But even more important to me is the conviction—a libertarian conviction, I believe—that crossing national borders ought to differ little from crossing the imagined line between Iowa and Minnesota. That’s really why I’m so keen about being Canadian. I want my own boundaries to widen, as I’d like everyone’s boundaries to widen. Also, I can now put the Canadian flag on my backpack.
After dining with other lost Canadians the evening before I became a citizen, I found myself walking the not‐so‐mean streets of Ottawa alone an hour before midnight. So I wandered into the Royal Oak, an English pub on Bank Street. I persuaded some game locals, Austin and Rachelle, to share a toast and snap my picture in front of the Maple Leaf hanging behind the bar. Midnight! To gain a citizenship in one magical moment, without exertion or will, is to experience as an adult the national baptism that comes with birth. I felt exhilarated, if a bit of a fraud. Austin and Rachelle were exceedingly kind to me. We exchanged cell‐phone numbers. We agreed to connect on Facebook.
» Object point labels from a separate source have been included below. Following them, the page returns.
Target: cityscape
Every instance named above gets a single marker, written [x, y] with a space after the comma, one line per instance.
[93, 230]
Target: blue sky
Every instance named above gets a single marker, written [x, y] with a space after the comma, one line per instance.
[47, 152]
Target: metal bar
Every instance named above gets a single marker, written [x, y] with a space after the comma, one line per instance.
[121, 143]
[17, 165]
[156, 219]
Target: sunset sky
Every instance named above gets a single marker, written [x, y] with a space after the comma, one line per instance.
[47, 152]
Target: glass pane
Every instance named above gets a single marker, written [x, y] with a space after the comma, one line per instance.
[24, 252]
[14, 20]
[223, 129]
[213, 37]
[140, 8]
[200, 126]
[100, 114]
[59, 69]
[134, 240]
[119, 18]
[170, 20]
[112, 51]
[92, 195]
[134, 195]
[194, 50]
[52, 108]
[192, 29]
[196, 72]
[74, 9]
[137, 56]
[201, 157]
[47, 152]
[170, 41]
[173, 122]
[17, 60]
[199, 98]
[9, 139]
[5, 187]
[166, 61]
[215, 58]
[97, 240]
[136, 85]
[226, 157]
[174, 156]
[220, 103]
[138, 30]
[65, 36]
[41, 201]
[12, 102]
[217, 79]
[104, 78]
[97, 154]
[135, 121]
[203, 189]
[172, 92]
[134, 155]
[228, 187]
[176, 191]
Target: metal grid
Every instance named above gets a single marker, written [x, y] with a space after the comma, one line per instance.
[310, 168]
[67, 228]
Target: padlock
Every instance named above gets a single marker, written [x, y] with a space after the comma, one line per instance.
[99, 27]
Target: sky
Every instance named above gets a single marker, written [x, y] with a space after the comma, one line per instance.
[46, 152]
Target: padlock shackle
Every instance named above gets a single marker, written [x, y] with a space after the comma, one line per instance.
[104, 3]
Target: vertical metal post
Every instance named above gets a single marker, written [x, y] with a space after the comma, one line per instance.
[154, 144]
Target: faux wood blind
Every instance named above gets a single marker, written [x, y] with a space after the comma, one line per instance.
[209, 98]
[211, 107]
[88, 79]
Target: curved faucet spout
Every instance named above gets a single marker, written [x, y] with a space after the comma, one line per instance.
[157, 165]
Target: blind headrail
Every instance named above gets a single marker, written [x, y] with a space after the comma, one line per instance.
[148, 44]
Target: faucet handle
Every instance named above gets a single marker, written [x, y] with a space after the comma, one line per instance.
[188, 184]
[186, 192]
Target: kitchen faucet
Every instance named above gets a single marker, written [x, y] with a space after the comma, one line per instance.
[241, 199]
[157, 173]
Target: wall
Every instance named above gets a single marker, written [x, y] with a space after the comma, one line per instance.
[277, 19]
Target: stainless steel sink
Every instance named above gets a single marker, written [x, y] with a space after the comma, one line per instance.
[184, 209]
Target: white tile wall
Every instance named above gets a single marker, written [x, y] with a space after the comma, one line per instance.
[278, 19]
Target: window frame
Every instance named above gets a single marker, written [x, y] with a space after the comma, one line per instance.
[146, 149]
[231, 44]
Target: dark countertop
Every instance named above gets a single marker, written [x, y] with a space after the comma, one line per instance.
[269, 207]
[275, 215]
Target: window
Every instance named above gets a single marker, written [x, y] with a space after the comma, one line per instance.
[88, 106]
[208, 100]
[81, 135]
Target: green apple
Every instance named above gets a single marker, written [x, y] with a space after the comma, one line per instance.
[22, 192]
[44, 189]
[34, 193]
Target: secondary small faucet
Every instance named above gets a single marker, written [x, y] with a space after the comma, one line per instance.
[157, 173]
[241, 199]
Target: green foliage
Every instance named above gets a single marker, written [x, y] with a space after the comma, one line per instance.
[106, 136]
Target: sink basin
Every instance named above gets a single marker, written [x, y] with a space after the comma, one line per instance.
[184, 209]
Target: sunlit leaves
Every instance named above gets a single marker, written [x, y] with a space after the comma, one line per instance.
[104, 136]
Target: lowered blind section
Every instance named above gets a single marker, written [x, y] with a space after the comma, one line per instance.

We all understood that I am a thoroughgoing American, qualifying as Canadian through a weird technicality. But they were happy for me, happy to have me. Because they’re Canadians, I suppose.
My first full day as a citizen turned out to be overclimactically surreal. While arranging an interview with Jason Kenney, the minister of citizenship, immigration, and multiculturalism, I had agreed in passing that his office could point reporters toward me, an example of a newfound Canadian. So the morning of the 17th, I discover that an article about the just‐effectuated bill from the Canadian Press wire service begins and ends with the case of Will Wilkinson. (For the first time, it is said that I have an “American” fiancée.) Through Twitter, I learn that a pundit friend in D.C. has received an e‐mail from the Canadian government that mentions me by name. I have become the exemplary lost Canadian. I’m vain enough to be tickled and Canadian enough to be mortified, as I tour the carefully curated office of Canada’s first prime minister, Sir John A. Macdonald, with other lost Canadians, many of whom have waited decades for this day.
In the afternoon, I meet with Kenney to discuss the new law. An assistant photographs us shaking hands in front of a flag. The minister himself seems damn happy to have me.
At dinner after our first Canadian day, one of us, Dean Echenberg, a physician from California, produces his Canadian passport, which he has managed to secure on the first possible day. We pass it around the table and marvel. It is real.
I return to Iowa with a Maple Leaf pin on my backpack. I give my American fiancée her present: a ridiculous action figure of Macdonald, complete with reading table and book. He was a “father of confederation,” I explain. I tell her what the enthusiastic Parliament tour guide told me: “Sir John A. Macdonald was a dreamer.”